1: PRESCRIÇÃO: CONCEITO, MODALIDADES E LIMITES

1.1. Conceito e modalidades

O tempo exerce função de relevo no mundo jurídico. Desde a questão da eficácia de uma lei, até condições de termo inicial e final de negócio jurídico, como na vida biológica humana, o direito sofre inferências temporais no seu exercício.

A prescrição é resultado da inércia do exercício de um direito durante dado lapso temporal, ocasionando a perda da pretensão de exigir que o Estado tutele determinado direito violado. Roberto Gonçalves sobre o tema salienta que:

Pode-se dizer, pois, que a prescrição tem como requisitos: a) a violação do direito, com o nascimento da pretensão; b) a inércia do titular; c) o decurso do tempo fixado em lei (GONÇALVES, 2006, p. 470).

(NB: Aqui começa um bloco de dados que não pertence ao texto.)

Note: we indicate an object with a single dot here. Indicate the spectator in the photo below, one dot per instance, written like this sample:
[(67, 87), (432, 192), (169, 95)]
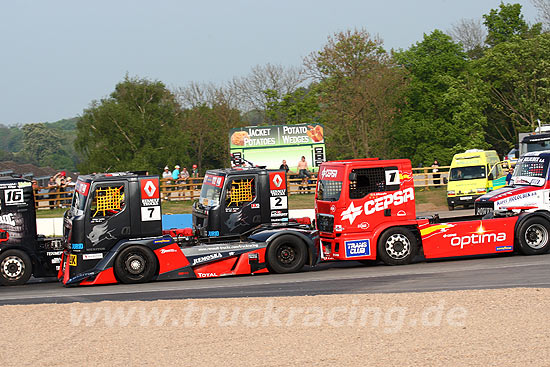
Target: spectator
[(184, 174), (509, 176), (176, 172), (166, 173), (436, 174), (284, 166)]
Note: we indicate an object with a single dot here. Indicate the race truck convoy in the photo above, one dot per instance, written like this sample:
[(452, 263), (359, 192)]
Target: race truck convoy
[(113, 230), (529, 189), (22, 252), (365, 210)]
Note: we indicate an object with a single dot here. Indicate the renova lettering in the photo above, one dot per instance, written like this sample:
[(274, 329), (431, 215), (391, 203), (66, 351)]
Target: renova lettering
[(475, 239)]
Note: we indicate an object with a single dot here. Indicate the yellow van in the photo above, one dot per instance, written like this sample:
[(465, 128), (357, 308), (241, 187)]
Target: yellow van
[(472, 174)]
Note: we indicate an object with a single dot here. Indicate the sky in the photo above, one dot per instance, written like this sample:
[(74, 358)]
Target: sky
[(57, 56)]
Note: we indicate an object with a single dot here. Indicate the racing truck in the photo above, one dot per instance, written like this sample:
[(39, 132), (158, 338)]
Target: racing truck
[(113, 230), (22, 251), (365, 210), (529, 189)]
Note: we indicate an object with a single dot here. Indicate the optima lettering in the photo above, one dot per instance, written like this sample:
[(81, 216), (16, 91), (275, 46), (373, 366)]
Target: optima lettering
[(475, 239)]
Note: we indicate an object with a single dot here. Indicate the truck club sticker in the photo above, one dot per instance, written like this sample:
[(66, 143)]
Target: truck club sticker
[(378, 204), (357, 248)]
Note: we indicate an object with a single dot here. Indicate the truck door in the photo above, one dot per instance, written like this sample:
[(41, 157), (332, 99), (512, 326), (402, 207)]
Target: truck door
[(107, 216), (241, 205)]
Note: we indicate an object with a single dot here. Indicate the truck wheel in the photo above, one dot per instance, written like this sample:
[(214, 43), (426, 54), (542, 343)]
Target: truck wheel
[(533, 236), (135, 264), (397, 246), (15, 267), (286, 254)]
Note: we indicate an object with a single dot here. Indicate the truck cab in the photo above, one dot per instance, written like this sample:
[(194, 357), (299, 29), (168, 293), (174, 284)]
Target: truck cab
[(113, 231), (358, 199), (22, 251)]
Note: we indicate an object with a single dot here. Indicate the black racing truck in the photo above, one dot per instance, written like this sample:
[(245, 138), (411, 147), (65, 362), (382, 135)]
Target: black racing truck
[(22, 252), (113, 230)]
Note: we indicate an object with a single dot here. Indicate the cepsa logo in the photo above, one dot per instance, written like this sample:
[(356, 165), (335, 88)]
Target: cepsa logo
[(378, 204), (477, 238)]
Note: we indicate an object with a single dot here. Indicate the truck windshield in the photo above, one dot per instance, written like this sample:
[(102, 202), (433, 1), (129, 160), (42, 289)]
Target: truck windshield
[(467, 173), (210, 195), (530, 171), (329, 190)]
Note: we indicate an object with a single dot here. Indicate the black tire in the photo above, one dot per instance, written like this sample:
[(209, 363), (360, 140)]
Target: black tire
[(286, 254), (397, 246), (533, 236), (15, 267), (135, 264)]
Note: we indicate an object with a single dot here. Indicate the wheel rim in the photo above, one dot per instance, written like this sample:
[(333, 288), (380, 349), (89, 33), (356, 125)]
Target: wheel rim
[(286, 255), (536, 236), (398, 246), (135, 264), (13, 267)]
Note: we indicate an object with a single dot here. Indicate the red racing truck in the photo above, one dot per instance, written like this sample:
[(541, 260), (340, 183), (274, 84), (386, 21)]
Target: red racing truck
[(365, 210)]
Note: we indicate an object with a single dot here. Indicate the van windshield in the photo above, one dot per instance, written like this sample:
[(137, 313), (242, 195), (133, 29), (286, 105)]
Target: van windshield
[(467, 173), (328, 190)]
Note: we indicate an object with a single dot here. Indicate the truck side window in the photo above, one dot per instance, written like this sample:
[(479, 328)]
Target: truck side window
[(368, 180), (240, 192), (107, 201)]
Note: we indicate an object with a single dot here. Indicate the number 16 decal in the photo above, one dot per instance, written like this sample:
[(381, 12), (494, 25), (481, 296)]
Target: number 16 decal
[(149, 213)]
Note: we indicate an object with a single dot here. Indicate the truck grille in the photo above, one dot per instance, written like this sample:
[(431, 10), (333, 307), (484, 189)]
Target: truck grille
[(484, 207), (325, 223)]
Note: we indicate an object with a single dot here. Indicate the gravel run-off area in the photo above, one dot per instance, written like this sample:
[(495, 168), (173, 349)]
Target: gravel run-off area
[(481, 327)]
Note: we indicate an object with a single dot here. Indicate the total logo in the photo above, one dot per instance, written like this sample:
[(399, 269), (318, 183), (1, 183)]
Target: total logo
[(378, 204)]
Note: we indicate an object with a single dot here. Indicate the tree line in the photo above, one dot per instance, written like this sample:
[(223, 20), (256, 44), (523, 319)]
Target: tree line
[(475, 86)]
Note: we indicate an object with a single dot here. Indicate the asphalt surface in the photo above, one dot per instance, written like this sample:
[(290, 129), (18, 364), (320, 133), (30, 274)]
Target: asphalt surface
[(497, 271), (502, 271)]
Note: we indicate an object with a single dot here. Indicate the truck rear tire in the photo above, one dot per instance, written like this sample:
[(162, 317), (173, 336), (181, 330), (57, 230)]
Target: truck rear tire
[(534, 236), (135, 264), (15, 267), (397, 246), (286, 254)]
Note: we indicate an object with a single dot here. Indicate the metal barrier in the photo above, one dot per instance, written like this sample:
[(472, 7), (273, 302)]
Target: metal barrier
[(175, 190)]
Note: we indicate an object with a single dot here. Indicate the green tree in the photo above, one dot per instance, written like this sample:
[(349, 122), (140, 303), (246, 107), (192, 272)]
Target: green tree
[(516, 74), (506, 23), (443, 110), (136, 128), (359, 91)]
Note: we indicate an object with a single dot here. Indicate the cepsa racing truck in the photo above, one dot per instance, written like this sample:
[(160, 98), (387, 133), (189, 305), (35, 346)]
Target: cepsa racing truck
[(529, 189), (365, 210), (113, 230), (22, 252)]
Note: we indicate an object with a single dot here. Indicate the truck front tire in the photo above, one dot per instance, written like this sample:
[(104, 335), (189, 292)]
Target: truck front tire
[(397, 246), (135, 264), (534, 236), (15, 267), (286, 254)]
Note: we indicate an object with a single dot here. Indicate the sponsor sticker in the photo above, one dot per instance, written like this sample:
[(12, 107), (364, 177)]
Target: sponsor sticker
[(72, 260), (92, 256), (357, 248)]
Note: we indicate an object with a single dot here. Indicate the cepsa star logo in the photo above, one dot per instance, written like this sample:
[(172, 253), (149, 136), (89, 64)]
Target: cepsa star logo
[(351, 213)]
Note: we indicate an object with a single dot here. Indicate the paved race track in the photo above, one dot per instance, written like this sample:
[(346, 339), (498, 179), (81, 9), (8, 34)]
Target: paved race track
[(501, 271)]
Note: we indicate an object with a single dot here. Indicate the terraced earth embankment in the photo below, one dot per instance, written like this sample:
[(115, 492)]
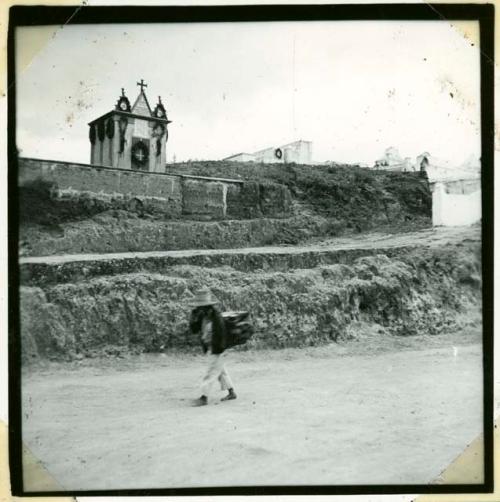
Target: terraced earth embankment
[(425, 282)]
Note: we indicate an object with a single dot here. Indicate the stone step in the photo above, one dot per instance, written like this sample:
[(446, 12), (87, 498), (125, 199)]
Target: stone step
[(72, 268)]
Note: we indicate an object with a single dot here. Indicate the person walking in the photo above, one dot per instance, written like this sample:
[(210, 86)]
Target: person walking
[(207, 322)]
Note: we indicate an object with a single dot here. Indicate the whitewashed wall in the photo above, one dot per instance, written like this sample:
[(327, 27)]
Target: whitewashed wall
[(452, 209)]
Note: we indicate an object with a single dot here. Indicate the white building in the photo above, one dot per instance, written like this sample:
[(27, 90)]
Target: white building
[(299, 152)]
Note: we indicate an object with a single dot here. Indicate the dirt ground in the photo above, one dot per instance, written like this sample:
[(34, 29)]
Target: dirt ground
[(361, 412), (434, 237)]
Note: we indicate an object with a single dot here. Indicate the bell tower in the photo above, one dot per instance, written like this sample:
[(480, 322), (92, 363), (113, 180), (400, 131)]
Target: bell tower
[(131, 137)]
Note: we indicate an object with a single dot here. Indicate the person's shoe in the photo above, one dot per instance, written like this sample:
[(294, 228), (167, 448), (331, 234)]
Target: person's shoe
[(201, 401), (231, 395)]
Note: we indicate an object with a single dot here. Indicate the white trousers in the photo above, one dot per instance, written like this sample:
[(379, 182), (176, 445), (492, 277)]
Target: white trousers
[(216, 370)]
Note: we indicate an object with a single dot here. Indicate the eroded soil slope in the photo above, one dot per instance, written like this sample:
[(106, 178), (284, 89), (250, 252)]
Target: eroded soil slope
[(425, 289)]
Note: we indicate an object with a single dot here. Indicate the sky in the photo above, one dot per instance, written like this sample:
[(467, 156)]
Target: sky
[(353, 88)]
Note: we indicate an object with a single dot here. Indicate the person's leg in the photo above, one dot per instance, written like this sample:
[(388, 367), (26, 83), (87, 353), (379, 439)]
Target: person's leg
[(214, 369), (226, 383)]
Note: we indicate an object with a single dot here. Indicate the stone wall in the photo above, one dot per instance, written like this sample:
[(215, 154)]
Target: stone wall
[(171, 195)]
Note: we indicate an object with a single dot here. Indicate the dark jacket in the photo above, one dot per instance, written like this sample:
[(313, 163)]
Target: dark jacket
[(219, 333)]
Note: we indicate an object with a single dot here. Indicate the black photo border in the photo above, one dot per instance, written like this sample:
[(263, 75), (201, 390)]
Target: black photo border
[(23, 16)]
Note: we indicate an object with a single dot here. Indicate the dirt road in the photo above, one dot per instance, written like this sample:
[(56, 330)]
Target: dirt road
[(341, 414)]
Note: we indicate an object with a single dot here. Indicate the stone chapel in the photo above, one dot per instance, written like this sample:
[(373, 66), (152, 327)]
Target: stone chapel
[(131, 137)]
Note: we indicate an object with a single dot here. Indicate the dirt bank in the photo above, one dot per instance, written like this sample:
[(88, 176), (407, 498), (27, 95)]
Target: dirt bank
[(325, 201), (313, 416), (421, 290)]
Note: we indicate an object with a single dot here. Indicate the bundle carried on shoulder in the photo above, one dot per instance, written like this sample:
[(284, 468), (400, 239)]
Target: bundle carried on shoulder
[(238, 326)]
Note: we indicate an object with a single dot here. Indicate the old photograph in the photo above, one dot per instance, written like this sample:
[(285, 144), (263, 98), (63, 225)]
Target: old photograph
[(250, 253)]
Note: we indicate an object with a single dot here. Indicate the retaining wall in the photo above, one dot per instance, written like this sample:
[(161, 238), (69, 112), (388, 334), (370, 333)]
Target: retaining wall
[(172, 195)]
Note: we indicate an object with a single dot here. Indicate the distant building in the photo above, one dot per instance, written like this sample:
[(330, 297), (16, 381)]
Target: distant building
[(392, 161), (299, 152), (242, 157)]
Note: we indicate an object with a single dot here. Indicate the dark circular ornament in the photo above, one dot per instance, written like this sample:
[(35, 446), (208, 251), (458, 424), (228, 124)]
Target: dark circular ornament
[(159, 129), (101, 130), (110, 128), (140, 153), (92, 134)]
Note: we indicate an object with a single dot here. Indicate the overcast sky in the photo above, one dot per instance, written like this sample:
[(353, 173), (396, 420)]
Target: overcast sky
[(353, 88)]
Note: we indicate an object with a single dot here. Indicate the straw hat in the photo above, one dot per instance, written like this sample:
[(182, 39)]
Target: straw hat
[(203, 297)]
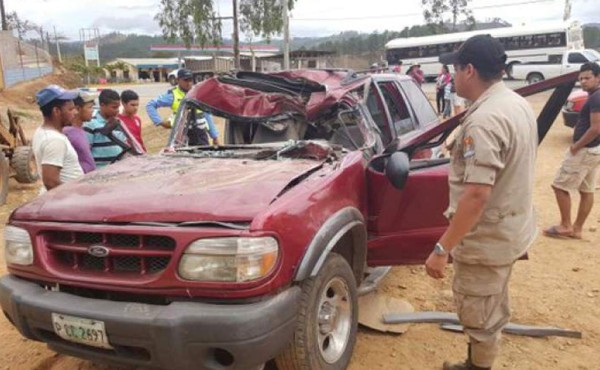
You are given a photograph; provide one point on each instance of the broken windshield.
(343, 129)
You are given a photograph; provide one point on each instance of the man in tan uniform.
(491, 213)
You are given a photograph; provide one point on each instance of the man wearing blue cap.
(490, 211)
(203, 126)
(55, 157)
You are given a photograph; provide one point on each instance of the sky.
(308, 18)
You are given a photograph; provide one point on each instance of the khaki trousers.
(482, 303)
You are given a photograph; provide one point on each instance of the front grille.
(127, 253)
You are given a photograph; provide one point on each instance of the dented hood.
(168, 189)
(249, 96)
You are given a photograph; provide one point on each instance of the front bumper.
(570, 117)
(181, 335)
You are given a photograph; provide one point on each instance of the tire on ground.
(534, 77)
(327, 320)
(24, 165)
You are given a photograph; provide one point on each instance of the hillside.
(116, 45)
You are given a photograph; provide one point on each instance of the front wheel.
(534, 78)
(327, 320)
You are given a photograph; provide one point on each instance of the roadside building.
(141, 69)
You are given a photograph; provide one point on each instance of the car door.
(405, 224)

            Entretanto, a prescrição pode ser tanto extintiva como também aquisitiva. No que concerne à extintiva, alvo deste trabalho, há a extinção da pretensão a qual se caracteriza como o poder de se exigir do Estado o cumprimento de um dever jurídico violado, com aparo no direito posto. Com efeito, o direito de ação por si, sempre existirá, mesmo decorrido o prazo prescricional estabelecido em lei, haja vista que a ordem jurídica o legitima como indisponível à luz do principio da inafastabilidade enunciado na Constituição. Segundo Pereira a lei, ao mesmo tempo em que reconhece a pretensão, estabelece que a mesma deva ser exigida em determinado prazo, sob pena de perecer.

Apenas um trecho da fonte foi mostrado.